Costa has a masters degree in Biology and a PhD in International Wildlife Conservation Practices from Oxford University. In the wake of Covid-19, we are just beginning to see the harsh effects of tourism loss to wilderness protection.
“Rural communities are the true protectors of the environment around them,” Costa says. “Ethno-conservation is the art, and it is our privilege of being able to work with communities for the sake of nature. Not just for the conservation of biodiversity, but also the improvement of their own lives.”
The drastic decline in visitor numbers in the wilds of Kenya, Zimbabwe and across the African continent highlights the importance of such a conservation model more than ever as decades of conservation successes hunker in jeopardy due to tourism collapse.
“Our main target for tourism in Angola is internal tourism. We have 29 million people that don’t know most of the country,” says Costa. “We have a lot of potential though; whether it’s landscape, culture, adventure or eco-tourism, it’s possible in Angola.

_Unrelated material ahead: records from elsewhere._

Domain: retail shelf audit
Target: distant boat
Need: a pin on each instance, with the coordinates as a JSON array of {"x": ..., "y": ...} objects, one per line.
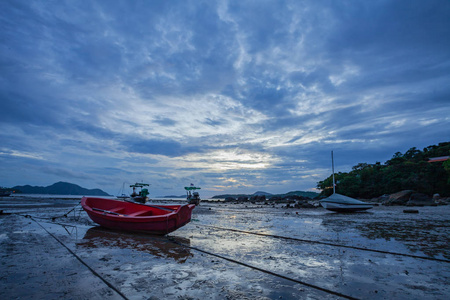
[
  {"x": 122, "y": 195},
  {"x": 4, "y": 192},
  {"x": 340, "y": 203},
  {"x": 140, "y": 196},
  {"x": 130, "y": 216},
  {"x": 192, "y": 197}
]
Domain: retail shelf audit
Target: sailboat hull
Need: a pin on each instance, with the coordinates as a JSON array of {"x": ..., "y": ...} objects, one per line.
[
  {"x": 341, "y": 203},
  {"x": 340, "y": 207}
]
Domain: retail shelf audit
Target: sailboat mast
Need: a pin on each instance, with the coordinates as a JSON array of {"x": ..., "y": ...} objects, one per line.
[{"x": 332, "y": 166}]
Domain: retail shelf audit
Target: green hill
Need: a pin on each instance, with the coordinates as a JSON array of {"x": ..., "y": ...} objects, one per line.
[
  {"x": 59, "y": 188},
  {"x": 425, "y": 171}
]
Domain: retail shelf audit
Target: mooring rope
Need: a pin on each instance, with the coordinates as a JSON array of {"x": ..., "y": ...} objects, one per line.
[
  {"x": 83, "y": 262},
  {"x": 263, "y": 270},
  {"x": 328, "y": 244}
]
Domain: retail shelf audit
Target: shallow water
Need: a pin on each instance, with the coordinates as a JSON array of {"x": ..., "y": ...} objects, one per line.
[{"x": 205, "y": 259}]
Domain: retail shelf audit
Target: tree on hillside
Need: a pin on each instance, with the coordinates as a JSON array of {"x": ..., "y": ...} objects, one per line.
[{"x": 403, "y": 171}]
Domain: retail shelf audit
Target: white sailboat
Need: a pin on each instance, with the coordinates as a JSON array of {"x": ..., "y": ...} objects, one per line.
[{"x": 340, "y": 203}]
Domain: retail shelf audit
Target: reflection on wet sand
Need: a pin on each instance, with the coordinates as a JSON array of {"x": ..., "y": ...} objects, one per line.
[
  {"x": 429, "y": 237},
  {"x": 97, "y": 237}
]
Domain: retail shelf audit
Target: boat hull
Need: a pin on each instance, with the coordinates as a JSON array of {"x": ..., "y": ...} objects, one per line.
[
  {"x": 341, "y": 203},
  {"x": 127, "y": 216}
]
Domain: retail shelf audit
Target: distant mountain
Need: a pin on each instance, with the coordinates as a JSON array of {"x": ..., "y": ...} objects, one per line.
[
  {"x": 59, "y": 188},
  {"x": 269, "y": 195}
]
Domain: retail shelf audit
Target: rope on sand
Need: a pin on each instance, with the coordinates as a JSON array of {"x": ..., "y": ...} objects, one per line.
[
  {"x": 263, "y": 270},
  {"x": 80, "y": 260},
  {"x": 328, "y": 244}
]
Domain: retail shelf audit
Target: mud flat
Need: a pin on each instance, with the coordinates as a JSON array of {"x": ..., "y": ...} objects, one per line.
[{"x": 228, "y": 251}]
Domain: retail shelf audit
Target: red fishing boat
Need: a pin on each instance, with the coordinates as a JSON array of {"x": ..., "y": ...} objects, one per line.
[{"x": 131, "y": 216}]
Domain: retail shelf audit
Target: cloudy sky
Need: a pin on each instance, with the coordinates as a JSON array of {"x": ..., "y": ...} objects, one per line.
[{"x": 233, "y": 96}]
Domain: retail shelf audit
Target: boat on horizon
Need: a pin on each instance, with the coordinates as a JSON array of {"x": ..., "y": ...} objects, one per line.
[
  {"x": 340, "y": 203},
  {"x": 132, "y": 216},
  {"x": 5, "y": 192},
  {"x": 192, "y": 197}
]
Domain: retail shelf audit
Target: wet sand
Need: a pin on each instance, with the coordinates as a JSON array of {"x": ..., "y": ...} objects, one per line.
[{"x": 228, "y": 251}]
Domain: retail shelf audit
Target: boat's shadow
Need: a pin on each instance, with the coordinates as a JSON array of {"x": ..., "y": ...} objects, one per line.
[{"x": 160, "y": 246}]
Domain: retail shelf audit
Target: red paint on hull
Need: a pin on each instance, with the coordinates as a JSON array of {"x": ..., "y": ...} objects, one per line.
[{"x": 122, "y": 215}]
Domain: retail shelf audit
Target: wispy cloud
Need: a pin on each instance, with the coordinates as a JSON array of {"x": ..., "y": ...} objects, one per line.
[{"x": 235, "y": 96}]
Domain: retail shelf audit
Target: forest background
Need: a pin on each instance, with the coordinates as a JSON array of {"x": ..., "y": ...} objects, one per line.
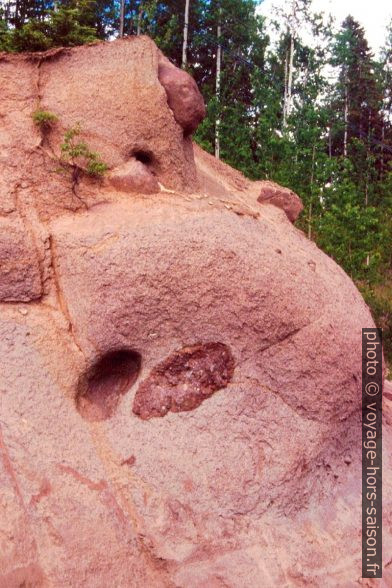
[{"x": 301, "y": 101}]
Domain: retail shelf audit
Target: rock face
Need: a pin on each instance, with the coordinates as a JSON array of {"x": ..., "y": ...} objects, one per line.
[
  {"x": 283, "y": 198},
  {"x": 181, "y": 368},
  {"x": 183, "y": 95}
]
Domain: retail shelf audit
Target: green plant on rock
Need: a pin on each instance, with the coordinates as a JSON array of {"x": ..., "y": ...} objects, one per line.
[
  {"x": 44, "y": 119},
  {"x": 78, "y": 154}
]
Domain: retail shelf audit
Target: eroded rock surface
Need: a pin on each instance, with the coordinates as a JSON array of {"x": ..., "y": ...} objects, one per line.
[
  {"x": 166, "y": 288},
  {"x": 184, "y": 380},
  {"x": 283, "y": 198}
]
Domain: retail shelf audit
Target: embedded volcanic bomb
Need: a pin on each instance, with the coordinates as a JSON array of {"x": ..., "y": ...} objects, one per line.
[{"x": 180, "y": 378}]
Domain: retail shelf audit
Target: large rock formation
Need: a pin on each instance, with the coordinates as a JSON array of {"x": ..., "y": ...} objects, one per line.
[{"x": 180, "y": 378}]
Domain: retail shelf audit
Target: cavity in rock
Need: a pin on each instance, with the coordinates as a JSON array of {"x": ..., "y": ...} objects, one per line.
[
  {"x": 101, "y": 388},
  {"x": 184, "y": 380}
]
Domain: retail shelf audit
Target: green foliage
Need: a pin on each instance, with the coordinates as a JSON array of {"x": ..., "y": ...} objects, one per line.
[
  {"x": 78, "y": 154},
  {"x": 44, "y": 119},
  {"x": 335, "y": 148},
  {"x": 63, "y": 25}
]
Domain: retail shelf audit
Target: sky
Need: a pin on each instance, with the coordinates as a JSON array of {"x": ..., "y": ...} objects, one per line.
[{"x": 373, "y": 15}]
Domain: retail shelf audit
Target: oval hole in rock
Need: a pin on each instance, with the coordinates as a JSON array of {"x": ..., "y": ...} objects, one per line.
[
  {"x": 144, "y": 157},
  {"x": 101, "y": 387}
]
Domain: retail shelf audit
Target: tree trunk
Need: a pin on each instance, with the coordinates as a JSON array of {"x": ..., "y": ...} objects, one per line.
[
  {"x": 139, "y": 19},
  {"x": 311, "y": 193},
  {"x": 345, "y": 118},
  {"x": 289, "y": 67},
  {"x": 290, "y": 76},
  {"x": 122, "y": 12},
  {"x": 185, "y": 42},
  {"x": 286, "y": 65},
  {"x": 217, "y": 90}
]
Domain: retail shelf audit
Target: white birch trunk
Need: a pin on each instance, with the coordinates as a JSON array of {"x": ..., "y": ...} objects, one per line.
[
  {"x": 122, "y": 11},
  {"x": 345, "y": 119},
  {"x": 217, "y": 91},
  {"x": 139, "y": 19},
  {"x": 185, "y": 42}
]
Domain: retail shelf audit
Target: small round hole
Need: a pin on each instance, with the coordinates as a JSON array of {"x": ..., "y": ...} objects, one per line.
[
  {"x": 101, "y": 387},
  {"x": 144, "y": 157}
]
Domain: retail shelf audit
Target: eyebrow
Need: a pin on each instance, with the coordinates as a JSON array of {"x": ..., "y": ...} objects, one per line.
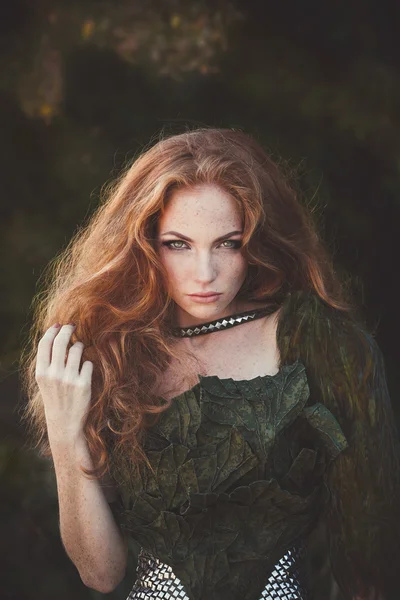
[{"x": 184, "y": 237}]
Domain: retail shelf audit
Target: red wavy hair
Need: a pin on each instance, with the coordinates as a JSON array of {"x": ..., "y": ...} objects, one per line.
[{"x": 109, "y": 279}]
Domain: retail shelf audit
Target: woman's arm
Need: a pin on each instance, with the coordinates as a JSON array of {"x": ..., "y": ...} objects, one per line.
[
  {"x": 89, "y": 532},
  {"x": 91, "y": 537}
]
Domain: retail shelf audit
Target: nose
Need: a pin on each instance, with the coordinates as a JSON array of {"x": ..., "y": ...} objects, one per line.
[{"x": 205, "y": 269}]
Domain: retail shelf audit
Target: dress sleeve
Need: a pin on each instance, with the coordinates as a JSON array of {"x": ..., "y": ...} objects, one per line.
[{"x": 363, "y": 513}]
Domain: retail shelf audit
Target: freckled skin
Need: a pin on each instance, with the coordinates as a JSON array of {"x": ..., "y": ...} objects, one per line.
[{"x": 204, "y": 214}]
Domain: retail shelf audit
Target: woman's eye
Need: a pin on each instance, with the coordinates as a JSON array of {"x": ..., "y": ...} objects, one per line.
[
  {"x": 180, "y": 245},
  {"x": 234, "y": 244},
  {"x": 172, "y": 247}
]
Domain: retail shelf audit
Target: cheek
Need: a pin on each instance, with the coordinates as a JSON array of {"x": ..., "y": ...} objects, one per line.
[
  {"x": 236, "y": 268},
  {"x": 174, "y": 267}
]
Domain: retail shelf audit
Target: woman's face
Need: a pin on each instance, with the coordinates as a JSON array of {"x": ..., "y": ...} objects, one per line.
[{"x": 199, "y": 236}]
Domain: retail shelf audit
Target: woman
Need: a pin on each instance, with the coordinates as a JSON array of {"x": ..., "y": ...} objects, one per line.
[{"x": 211, "y": 392}]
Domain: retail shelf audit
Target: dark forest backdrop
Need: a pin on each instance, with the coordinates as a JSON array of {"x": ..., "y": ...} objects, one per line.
[{"x": 85, "y": 86}]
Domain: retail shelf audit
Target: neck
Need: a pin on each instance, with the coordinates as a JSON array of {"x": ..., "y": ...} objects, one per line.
[{"x": 185, "y": 319}]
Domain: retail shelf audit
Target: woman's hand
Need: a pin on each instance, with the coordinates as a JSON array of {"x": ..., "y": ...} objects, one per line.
[{"x": 65, "y": 390}]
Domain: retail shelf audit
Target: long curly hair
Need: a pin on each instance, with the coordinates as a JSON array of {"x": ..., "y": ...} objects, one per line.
[{"x": 109, "y": 280}]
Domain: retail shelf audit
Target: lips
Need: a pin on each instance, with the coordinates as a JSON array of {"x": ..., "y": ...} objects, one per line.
[{"x": 206, "y": 294}]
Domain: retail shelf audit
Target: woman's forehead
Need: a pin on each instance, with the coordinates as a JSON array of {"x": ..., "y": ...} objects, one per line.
[{"x": 200, "y": 205}]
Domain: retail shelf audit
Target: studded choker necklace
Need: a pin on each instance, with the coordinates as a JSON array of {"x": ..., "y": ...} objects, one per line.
[{"x": 224, "y": 322}]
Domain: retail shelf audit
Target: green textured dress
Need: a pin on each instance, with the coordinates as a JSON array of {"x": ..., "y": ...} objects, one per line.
[{"x": 244, "y": 470}]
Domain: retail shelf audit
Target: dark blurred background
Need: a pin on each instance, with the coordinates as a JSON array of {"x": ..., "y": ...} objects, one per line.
[{"x": 87, "y": 85}]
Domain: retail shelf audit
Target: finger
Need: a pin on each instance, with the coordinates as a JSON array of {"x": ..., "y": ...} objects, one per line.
[
  {"x": 87, "y": 370},
  {"x": 43, "y": 356},
  {"x": 59, "y": 349},
  {"x": 74, "y": 358}
]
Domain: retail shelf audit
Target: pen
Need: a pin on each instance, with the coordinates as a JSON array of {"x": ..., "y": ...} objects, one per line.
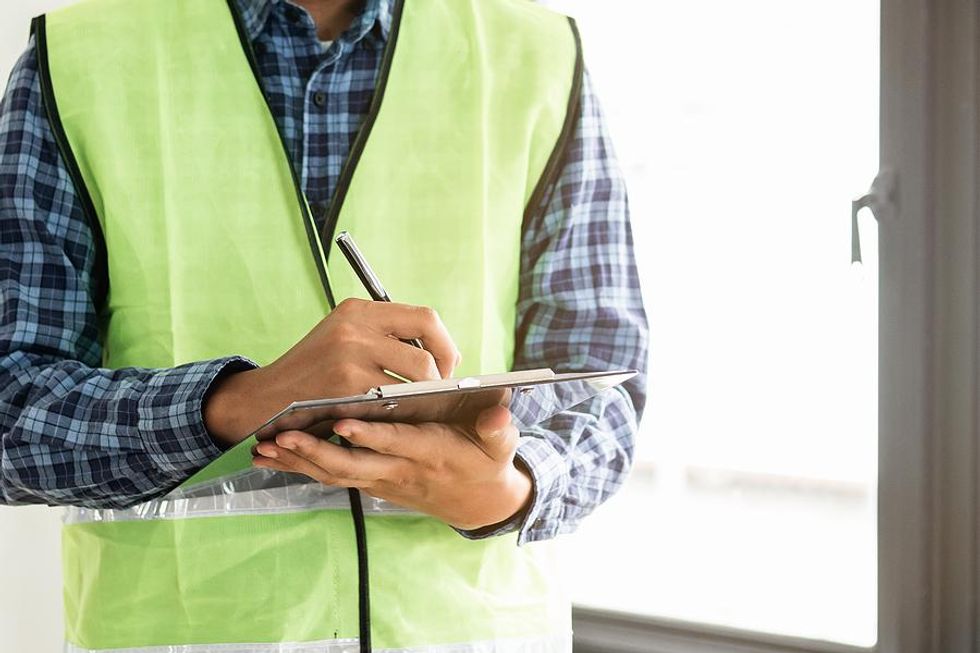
[{"x": 367, "y": 276}]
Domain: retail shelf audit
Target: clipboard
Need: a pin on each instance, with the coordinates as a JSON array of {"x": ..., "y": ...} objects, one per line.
[{"x": 531, "y": 395}]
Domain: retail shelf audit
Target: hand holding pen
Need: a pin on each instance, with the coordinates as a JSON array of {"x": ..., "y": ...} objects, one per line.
[{"x": 366, "y": 274}]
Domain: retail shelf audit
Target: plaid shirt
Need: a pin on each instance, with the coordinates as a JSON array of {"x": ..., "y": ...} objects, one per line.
[{"x": 74, "y": 433}]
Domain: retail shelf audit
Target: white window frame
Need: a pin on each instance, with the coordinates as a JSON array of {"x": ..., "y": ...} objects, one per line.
[{"x": 929, "y": 369}]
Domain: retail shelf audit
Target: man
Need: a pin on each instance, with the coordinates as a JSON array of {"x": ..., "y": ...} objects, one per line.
[{"x": 166, "y": 288}]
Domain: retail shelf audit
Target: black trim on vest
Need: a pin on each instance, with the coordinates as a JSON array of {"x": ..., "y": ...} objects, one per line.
[
  {"x": 311, "y": 234},
  {"x": 100, "y": 271},
  {"x": 552, "y": 170},
  {"x": 360, "y": 140}
]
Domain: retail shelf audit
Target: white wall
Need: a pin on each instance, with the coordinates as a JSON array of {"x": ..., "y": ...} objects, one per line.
[{"x": 30, "y": 567}]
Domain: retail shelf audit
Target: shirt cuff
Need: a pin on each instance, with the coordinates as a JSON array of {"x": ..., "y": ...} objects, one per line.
[
  {"x": 171, "y": 415},
  {"x": 540, "y": 520}
]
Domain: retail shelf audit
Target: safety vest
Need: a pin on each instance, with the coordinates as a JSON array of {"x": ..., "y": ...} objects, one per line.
[{"x": 210, "y": 250}]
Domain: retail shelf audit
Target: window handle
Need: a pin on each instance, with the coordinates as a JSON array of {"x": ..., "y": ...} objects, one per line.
[{"x": 880, "y": 198}]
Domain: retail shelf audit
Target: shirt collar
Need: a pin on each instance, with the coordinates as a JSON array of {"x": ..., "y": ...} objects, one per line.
[{"x": 255, "y": 14}]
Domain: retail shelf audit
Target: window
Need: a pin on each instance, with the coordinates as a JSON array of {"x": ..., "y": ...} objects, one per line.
[{"x": 744, "y": 130}]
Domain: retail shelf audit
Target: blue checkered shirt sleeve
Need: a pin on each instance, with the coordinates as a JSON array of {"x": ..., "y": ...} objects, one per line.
[
  {"x": 580, "y": 309},
  {"x": 72, "y": 432}
]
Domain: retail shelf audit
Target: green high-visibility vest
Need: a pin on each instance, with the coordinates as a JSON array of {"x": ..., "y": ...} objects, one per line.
[{"x": 210, "y": 250}]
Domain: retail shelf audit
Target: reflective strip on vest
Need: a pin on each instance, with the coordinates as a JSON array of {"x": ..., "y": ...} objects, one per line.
[
  {"x": 211, "y": 252},
  {"x": 260, "y": 491},
  {"x": 559, "y": 644}
]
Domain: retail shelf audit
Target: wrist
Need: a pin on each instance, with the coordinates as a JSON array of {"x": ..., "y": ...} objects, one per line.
[{"x": 229, "y": 406}]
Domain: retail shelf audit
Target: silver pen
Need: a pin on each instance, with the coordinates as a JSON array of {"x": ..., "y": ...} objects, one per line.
[{"x": 366, "y": 274}]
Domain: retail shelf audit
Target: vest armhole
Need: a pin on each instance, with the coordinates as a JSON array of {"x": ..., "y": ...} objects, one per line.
[
  {"x": 100, "y": 270},
  {"x": 553, "y": 168}
]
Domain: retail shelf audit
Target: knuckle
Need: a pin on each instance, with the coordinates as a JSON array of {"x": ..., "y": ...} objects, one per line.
[
  {"x": 346, "y": 331},
  {"x": 349, "y": 305},
  {"x": 429, "y": 314},
  {"x": 345, "y": 373}
]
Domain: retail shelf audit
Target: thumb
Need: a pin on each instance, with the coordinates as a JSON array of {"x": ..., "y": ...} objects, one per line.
[{"x": 496, "y": 432}]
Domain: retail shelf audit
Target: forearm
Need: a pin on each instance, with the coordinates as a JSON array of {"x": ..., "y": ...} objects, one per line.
[{"x": 98, "y": 438}]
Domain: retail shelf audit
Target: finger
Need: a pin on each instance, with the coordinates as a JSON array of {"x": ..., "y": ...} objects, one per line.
[
  {"x": 405, "y": 321},
  {"x": 284, "y": 460},
  {"x": 384, "y": 438},
  {"x": 496, "y": 432},
  {"x": 357, "y": 464},
  {"x": 403, "y": 359}
]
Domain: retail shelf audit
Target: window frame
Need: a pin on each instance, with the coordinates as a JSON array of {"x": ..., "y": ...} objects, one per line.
[{"x": 929, "y": 360}]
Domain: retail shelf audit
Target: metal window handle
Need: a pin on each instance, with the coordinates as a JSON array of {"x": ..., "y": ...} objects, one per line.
[{"x": 880, "y": 198}]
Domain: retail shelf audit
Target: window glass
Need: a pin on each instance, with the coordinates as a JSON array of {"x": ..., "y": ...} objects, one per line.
[{"x": 744, "y": 130}]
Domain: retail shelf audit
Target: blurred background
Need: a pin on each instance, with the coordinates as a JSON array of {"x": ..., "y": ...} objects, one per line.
[{"x": 744, "y": 130}]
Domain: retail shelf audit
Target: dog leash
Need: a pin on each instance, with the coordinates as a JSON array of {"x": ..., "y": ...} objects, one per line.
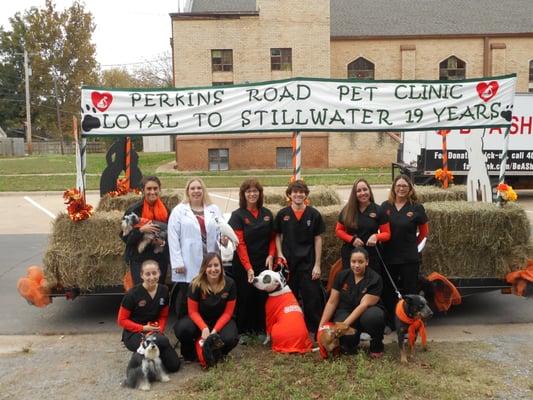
[{"x": 388, "y": 273}]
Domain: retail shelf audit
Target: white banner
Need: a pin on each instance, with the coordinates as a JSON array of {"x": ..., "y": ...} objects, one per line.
[{"x": 300, "y": 104}]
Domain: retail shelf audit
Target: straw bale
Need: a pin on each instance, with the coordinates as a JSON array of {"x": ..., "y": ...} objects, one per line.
[
  {"x": 476, "y": 239},
  {"x": 433, "y": 193},
  {"x": 121, "y": 203},
  {"x": 85, "y": 254},
  {"x": 318, "y": 196}
]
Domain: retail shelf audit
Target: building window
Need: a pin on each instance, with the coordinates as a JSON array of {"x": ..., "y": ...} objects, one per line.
[
  {"x": 452, "y": 69},
  {"x": 222, "y": 60},
  {"x": 218, "y": 159},
  {"x": 283, "y": 157},
  {"x": 361, "y": 69},
  {"x": 531, "y": 76},
  {"x": 281, "y": 59}
]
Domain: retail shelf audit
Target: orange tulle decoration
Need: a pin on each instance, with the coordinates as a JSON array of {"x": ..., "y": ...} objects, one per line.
[
  {"x": 33, "y": 287},
  {"x": 77, "y": 209}
]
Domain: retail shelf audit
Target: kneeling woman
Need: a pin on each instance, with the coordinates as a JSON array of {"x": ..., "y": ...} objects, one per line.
[
  {"x": 210, "y": 302},
  {"x": 355, "y": 300},
  {"x": 144, "y": 310}
]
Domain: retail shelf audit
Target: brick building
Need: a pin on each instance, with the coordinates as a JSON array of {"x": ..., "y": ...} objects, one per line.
[{"x": 219, "y": 42}]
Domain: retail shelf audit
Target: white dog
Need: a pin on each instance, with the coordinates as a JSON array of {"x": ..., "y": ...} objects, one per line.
[
  {"x": 285, "y": 323},
  {"x": 145, "y": 366}
]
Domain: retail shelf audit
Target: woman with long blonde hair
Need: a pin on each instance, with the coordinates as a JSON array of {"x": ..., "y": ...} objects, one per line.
[{"x": 192, "y": 233}]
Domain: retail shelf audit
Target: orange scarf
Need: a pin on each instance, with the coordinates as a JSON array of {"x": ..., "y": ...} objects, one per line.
[
  {"x": 155, "y": 212},
  {"x": 415, "y": 325}
]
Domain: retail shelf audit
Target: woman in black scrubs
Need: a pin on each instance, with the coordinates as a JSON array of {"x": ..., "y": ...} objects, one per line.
[
  {"x": 362, "y": 223},
  {"x": 253, "y": 225},
  {"x": 144, "y": 310},
  {"x": 355, "y": 300},
  {"x": 409, "y": 226}
]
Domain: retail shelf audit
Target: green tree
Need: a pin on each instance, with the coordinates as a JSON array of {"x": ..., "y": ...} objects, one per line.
[{"x": 62, "y": 58}]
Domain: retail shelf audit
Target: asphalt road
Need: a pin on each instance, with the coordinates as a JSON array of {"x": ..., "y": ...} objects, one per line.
[{"x": 23, "y": 239}]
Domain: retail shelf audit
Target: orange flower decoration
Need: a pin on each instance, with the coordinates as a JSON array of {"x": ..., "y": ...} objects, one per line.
[{"x": 77, "y": 209}]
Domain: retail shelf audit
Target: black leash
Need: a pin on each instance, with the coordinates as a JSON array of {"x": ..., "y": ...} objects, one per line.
[{"x": 388, "y": 273}]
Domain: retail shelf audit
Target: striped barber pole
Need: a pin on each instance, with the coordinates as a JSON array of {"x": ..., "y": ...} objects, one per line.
[
  {"x": 128, "y": 162},
  {"x": 296, "y": 142}
]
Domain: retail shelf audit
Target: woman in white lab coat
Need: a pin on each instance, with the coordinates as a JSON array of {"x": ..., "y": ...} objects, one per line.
[{"x": 192, "y": 233}]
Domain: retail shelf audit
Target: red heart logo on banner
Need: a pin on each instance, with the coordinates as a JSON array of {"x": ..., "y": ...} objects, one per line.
[
  {"x": 101, "y": 101},
  {"x": 487, "y": 91}
]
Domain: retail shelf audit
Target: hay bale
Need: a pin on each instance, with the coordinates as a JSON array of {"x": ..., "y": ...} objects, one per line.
[
  {"x": 433, "y": 193},
  {"x": 121, "y": 203},
  {"x": 476, "y": 239},
  {"x": 320, "y": 196},
  {"x": 86, "y": 254}
]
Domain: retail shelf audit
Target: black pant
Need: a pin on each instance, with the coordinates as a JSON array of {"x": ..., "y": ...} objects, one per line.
[
  {"x": 187, "y": 332},
  {"x": 135, "y": 269},
  {"x": 250, "y": 303},
  {"x": 405, "y": 278},
  {"x": 312, "y": 294},
  {"x": 168, "y": 355},
  {"x": 372, "y": 321},
  {"x": 180, "y": 306}
]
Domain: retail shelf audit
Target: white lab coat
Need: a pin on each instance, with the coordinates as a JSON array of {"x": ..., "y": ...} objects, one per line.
[{"x": 185, "y": 240}]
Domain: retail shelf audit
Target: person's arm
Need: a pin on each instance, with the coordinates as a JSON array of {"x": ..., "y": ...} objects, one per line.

We are very much focused on creating the services and infrastructure for internal tourism before we look outside of our borders.
“In terms of tourism, Angola’s biggest asset is definitely diversity,” Costa enthuses. “Not just naturally and not just culturally. The conditions that you find from one place to the other are so unique that you can go, within Angola, to 10 different places that feel like completely different countries. We literally go from a tropical forest, all the way to a desert in one row. Angola has partnered with different collaborators to assure the protection of these spaces. Whatever happens in Iona National Park is completely different from what happens in the Luengue-Luiana National Park (which feeds the Okavango Basin), and that’s completely different from what happens in the Quiçama National Park.”
She also believes that protecting such wild spaces enables wildlife to flourish.
“Nature has this incredible thing that is, to me, one of the most fantastic traits. It is resilient. Even now, with this Covid-19 situation, we have seen how resilient nature is. Wilderness itself can resuscitate, and wilderness can find a future – if we just know how to protect it.”
When asked about inspiration and the future, Costa cites other intrepid conservationists, Jane Goodall and Sylvia Earle as strong influences.
“If I have to send a message to young women around the world, what would it be? Do it. That’s something that I always say. Do it. Whatever it is that we set our minds to do. We can most definitely, definitely do it. We can achieve impossible things. I’m a minister today. That says a lot!”